Banyak orang di negeri ini yang mengatakan hal-hal indah, tetapi mereka sendiri tidak mempraktekkannya. Berapa banyak artis yang bernyanyi tentang cinta, damai, kasih, kebaikan, nilai-nilai luhur; tetapi hidup mereka lain, jatuh ke narkoba berkali-kali, ke KDRT (kekerasan Dalam Rumah Tangga), ke perselingkuhan atau ke kawin-cerai. Begitupun di panggung politik: berapa keranjang janji dan seruan-seruan indah selama masa kampanye caleg dan capres.

Yesus menanggapi pentinglah kesesuaian antara praktek dan perbuatan, antara yang luar dan dalam, yang lahir dan yang batin.
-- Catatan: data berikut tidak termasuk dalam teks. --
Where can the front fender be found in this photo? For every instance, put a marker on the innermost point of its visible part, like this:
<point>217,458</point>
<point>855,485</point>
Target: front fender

Yesus tahu tentang bahaya kepemimpinan yang bersifat NATO (No Action, Talk Only), yang tanpa moral, yang tanpa etika, yang penuh kepura-puraan, kemunafikan dengan motivasi untuk merebut simpati dan dukungan demi sebuah kepentingan. Yesus tidak mau orang banyak di korbankan, dijadikan objek tipuan belaka. Yesus tak ingin kepentingan pribadi, prestasi dan prestise, kuasa dan ambisi seseorang pemimpin yang mengorbankan keselamatan banyak orang. Yesus sendiri menggembalakan, memimpin, menuntun orang melalui pemberian diri total, pelayanan penuh kerendahan hati, tanpa skandal apalagi kemunafikan.

“Turutilah dan lakukanlah segala sesuatu yang mereka ajarkan kepadamu.” Yesus meminta para murid-Nya agar mereka sungguh-sungguh cermat dalam menyikapi ahli-ahli Taurat dan orang-orang Farisi. Para murid harus berhati-hati karena kedua golongan penentang-Nya itu pandai mengajarkan hal-hal baik dan berat, tetapi perilaku mereka tidak sejalan dengan pengajaran mereka. Ikuti ajaran mereka, tetapi jangan ikuti perilaku mereka.

Kita seringkali mengabaikan pengajaran atau nasihat yang bijak karena kita tidak puas dengan perilaku dari para “pengajar atau penasihat”. Kita tidak memanfaatkan secara maksimal serpihan-serpihan kebijaksanaan mereka itu untuk membangun hidup kita menjadi lebih baik dan lebih bermutu. Kita cenderung jatuh dalam keburukan dengan dalih “pengajar atau penasihat saja hidupnya begitu”. Dengan itu, kepada kita dibebankan dosa ganda, yakni dosa mengabaikan kebenaran atau kebaikan yang kita ketahui dari pengajaran/nasihat mereka dan dosa menghakimi sesama.

Jangan-jangan kita menjadi seperti orang-orang Farisi dan ahli-ahli Taurat: hanya berbicara dan mengajarkan atau menganjurkan kebaikan dan kebenaran kepada sesama kita, tanpa kita sendiri mau melakukan hal-hal itu. Terkadang, hidup kita menjadi batu sandungan bagi orang lain untuk membangun kehidupan mereka menjadi lebih bermutu. Kalau kita sendiri mau menjadi pribadi yang bermutu, kita seharusnya selalu mengupayakan keserasian antara kata dan tindakan.